Salvador spent his final months in the Reina Amalia prison, in El Raval. By August 1894, Salvador was claiming to have renounced anarchism and re-converted to Catholicism. He accepted communion and expressed a desire to join the Franciscans, which gained him support from many Catholics, who fully believed that his conversion was sincere. His portrait was widely distributed by Catholic organisations, leading to a ban on the publication of his image. When the prosecutor ordered the revocation of the special treatment he had received after his conversion, Salvador lost his temper, implying that his conversion had been insincere. Salvador was finally convicted under a retroactive application of new anti-anarchist laws, introduced in July 1894, which imposed capital punishment on anarchists that carried out bombing attacks. After he received his death sentence, he again renounced Catholicism. He admitted to a Jesuit priest that he had faked his conversion, prompting the Archbishop of Barcelona Jaume Català to call off alms collections for Salvador.

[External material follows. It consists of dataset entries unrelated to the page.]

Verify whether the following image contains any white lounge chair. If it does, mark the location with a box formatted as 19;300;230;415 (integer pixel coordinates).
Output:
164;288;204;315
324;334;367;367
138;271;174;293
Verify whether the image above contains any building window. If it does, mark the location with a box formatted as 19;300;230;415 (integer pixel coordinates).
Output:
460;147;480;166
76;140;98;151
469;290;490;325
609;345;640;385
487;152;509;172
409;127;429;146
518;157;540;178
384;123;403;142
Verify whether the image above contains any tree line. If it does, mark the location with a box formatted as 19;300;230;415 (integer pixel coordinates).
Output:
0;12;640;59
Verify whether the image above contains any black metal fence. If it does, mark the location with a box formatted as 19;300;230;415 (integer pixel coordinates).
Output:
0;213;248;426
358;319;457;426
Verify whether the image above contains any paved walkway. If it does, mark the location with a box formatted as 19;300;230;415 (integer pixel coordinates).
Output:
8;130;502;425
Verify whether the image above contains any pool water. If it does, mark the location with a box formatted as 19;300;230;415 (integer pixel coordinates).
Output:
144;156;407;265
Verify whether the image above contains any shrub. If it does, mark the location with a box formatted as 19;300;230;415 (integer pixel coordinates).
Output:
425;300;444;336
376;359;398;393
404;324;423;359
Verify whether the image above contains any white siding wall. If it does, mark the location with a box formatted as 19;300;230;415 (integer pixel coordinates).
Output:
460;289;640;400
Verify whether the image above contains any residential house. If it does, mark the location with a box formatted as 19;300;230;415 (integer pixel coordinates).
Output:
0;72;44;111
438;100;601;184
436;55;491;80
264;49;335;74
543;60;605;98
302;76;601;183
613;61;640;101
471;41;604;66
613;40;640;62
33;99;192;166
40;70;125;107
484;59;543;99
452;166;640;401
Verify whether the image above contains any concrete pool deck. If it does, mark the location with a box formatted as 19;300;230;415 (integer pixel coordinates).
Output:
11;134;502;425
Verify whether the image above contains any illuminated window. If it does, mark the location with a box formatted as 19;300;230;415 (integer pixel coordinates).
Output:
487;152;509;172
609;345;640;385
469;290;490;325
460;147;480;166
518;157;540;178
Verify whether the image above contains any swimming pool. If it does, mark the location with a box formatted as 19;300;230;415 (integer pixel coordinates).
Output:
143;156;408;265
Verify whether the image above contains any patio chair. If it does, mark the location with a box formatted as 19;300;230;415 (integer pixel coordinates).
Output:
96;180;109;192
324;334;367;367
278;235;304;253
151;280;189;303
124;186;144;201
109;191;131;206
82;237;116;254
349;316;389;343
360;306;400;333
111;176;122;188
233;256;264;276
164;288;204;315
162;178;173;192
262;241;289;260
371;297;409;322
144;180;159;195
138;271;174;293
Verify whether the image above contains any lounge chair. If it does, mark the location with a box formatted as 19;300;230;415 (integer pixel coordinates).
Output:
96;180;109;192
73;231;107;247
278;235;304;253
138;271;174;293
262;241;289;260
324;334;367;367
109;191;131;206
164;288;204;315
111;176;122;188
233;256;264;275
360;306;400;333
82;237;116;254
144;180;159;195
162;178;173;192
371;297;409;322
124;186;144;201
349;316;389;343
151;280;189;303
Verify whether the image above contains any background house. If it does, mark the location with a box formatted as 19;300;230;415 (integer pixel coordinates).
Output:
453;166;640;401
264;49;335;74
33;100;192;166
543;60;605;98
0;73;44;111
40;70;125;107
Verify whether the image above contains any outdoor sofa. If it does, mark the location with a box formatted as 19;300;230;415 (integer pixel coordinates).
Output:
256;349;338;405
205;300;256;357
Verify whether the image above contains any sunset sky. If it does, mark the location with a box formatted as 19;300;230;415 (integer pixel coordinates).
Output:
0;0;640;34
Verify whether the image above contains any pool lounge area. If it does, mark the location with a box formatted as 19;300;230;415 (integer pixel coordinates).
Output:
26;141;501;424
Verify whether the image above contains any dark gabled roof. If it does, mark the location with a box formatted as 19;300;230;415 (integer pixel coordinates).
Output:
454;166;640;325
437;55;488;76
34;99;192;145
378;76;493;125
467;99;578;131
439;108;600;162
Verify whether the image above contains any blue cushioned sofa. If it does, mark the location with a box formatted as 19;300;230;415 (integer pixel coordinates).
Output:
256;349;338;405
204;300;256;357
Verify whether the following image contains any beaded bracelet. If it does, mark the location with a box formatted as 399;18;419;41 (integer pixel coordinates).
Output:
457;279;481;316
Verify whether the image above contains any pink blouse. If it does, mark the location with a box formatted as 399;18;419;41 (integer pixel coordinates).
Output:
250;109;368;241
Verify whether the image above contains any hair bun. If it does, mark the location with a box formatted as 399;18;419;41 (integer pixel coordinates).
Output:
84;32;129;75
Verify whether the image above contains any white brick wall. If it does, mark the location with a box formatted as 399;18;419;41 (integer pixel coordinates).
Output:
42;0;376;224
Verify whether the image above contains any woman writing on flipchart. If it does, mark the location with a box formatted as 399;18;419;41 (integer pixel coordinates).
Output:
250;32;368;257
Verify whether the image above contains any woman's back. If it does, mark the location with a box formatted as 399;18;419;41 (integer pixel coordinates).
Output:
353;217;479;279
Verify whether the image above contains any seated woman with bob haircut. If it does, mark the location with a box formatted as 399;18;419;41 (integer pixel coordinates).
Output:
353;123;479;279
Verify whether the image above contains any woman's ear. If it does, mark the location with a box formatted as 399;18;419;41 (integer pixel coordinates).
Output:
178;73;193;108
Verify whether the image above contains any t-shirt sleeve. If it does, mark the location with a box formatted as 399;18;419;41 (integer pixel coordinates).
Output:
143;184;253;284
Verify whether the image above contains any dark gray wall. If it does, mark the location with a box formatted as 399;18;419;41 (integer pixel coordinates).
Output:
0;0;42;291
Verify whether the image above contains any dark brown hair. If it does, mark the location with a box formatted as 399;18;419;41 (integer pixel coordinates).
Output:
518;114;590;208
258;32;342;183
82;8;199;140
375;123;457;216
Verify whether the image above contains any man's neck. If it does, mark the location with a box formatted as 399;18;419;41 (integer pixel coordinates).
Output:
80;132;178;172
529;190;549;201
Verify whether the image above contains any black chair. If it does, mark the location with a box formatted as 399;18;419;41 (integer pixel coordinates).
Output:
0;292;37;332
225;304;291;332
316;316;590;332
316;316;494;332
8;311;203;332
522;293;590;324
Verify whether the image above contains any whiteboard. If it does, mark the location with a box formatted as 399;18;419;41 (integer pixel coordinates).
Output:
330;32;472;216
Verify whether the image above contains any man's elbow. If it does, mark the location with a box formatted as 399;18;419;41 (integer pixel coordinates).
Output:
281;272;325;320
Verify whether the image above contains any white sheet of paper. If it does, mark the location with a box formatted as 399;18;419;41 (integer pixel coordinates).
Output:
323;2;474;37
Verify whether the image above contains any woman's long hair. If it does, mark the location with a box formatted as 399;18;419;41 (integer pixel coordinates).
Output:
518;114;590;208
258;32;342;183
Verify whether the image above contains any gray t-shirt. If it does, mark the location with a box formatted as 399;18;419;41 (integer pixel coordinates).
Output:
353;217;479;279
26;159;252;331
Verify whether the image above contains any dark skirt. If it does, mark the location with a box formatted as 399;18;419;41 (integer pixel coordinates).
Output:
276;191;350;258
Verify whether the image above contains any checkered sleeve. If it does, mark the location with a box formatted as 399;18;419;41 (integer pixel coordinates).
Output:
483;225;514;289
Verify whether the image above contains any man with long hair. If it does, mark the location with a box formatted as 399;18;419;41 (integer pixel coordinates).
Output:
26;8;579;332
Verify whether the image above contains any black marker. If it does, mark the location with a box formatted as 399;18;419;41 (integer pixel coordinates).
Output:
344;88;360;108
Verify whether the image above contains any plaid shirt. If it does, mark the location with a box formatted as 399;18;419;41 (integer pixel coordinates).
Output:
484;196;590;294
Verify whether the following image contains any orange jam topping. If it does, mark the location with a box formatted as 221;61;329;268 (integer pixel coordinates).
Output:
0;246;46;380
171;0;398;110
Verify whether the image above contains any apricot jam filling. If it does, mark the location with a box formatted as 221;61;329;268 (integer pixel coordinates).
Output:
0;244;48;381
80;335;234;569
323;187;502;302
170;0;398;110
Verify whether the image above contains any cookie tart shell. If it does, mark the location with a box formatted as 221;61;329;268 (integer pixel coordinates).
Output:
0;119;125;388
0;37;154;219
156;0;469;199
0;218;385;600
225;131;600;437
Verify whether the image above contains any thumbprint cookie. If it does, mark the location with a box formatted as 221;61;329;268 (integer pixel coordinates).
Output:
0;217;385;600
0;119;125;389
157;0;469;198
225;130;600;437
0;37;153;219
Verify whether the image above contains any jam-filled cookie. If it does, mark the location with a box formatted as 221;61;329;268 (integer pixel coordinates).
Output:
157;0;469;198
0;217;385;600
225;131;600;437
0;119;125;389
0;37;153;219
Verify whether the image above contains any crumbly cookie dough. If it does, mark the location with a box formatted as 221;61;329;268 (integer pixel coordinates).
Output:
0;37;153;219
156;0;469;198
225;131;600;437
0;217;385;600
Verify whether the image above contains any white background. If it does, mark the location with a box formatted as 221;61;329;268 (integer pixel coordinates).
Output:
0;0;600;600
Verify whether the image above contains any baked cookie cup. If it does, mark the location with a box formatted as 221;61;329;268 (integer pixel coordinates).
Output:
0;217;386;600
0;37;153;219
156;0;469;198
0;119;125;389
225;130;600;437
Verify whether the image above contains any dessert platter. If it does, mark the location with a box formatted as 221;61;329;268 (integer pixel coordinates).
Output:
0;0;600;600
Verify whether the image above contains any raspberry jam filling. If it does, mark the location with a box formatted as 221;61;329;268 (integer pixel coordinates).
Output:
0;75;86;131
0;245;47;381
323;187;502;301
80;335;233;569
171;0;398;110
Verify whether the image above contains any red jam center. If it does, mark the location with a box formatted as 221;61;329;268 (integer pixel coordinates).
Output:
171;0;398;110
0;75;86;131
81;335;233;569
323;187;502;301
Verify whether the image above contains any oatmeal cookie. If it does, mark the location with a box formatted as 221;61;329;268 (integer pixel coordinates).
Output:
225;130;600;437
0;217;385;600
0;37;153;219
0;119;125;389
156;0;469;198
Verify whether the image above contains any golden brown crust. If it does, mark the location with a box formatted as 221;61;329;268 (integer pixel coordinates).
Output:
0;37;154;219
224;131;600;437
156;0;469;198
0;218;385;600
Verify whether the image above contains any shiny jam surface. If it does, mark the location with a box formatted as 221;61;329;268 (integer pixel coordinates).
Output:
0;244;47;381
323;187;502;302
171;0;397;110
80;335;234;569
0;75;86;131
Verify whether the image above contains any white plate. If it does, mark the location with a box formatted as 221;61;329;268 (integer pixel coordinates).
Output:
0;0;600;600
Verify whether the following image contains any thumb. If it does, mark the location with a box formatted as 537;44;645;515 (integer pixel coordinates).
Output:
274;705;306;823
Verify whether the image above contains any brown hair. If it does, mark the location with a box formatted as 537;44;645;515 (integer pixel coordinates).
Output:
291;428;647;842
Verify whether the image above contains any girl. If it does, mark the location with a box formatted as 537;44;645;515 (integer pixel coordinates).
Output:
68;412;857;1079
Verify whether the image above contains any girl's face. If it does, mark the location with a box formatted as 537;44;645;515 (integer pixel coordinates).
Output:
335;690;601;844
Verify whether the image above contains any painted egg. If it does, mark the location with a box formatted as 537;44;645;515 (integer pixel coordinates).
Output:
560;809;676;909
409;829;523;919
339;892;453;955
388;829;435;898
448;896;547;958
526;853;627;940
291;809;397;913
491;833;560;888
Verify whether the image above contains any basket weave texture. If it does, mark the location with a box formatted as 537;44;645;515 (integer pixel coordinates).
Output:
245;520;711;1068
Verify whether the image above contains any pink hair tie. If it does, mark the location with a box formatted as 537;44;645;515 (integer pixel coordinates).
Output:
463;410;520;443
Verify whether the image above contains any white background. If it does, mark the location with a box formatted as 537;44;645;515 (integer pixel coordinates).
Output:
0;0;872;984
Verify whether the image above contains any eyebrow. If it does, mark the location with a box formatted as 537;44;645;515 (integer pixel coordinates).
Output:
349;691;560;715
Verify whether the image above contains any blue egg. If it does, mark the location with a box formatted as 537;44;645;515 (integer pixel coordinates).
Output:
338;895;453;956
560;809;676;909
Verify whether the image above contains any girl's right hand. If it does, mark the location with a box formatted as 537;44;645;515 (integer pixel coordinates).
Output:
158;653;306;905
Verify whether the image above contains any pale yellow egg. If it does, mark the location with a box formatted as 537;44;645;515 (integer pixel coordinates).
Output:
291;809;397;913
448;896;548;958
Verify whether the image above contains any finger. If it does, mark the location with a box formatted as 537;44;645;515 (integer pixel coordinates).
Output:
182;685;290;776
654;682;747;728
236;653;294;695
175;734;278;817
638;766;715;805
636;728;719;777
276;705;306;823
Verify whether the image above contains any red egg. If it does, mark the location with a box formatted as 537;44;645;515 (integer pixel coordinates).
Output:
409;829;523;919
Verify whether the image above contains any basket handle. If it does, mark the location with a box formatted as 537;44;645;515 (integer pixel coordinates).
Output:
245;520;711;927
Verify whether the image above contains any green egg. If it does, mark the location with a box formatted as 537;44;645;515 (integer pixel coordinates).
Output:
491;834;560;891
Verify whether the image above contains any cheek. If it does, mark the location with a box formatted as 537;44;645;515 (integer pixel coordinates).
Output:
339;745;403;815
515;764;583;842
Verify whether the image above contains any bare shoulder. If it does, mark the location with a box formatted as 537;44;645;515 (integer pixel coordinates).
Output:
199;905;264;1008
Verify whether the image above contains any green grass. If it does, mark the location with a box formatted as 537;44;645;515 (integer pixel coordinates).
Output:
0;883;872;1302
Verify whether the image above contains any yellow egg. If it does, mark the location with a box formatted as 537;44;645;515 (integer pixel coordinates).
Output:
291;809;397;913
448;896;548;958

His final days were constantly reported on by the Catalan newspaper El Noticiero Universal, which noted his choice of breakfast (fried eggs, bread and wine) on the day before his execution; described the furniture in his cell and even tracked his pulse and temperature. When the director of the paper visited him, Salvador asked him to donate 200 pesetas of the profits reports of his execution were generating to his daughter. He spent his final night with priests by his bedside. At 03:00, on 21 November 1894, thousands of people began to gather around the execution platform, in the courtyard of the Reina Amalia prison. At 08:00, Salvador was led out into the courtyard, where he was surrounded by police and spectators, with even nearby terraces and balconies providing viewing points. Due to the gunshot in his hip, he was unsteady as he climbed the stairs to the platform. When he noticed there were cameras fixed on him, he straightened his posture and shouted "Long live the social revolution! Long live anarchy! Death to all religions!" He then sang the first verse of the anarchist song Hijos del Pueblo.

He asked the executioner to kill him quickly. He was put in the garrote and his last words were "Health, justice and love" before he was strangled to death. His body was left on the platform until 16:00, in order to send a message to the anarchist movement. Anarchist bombings in Spain continued into the 20th century. Salvador's wife Antònia Colom i Vicens was arrested and imprisoned following the 1896 Barcelona Corpus Christi procession bombing.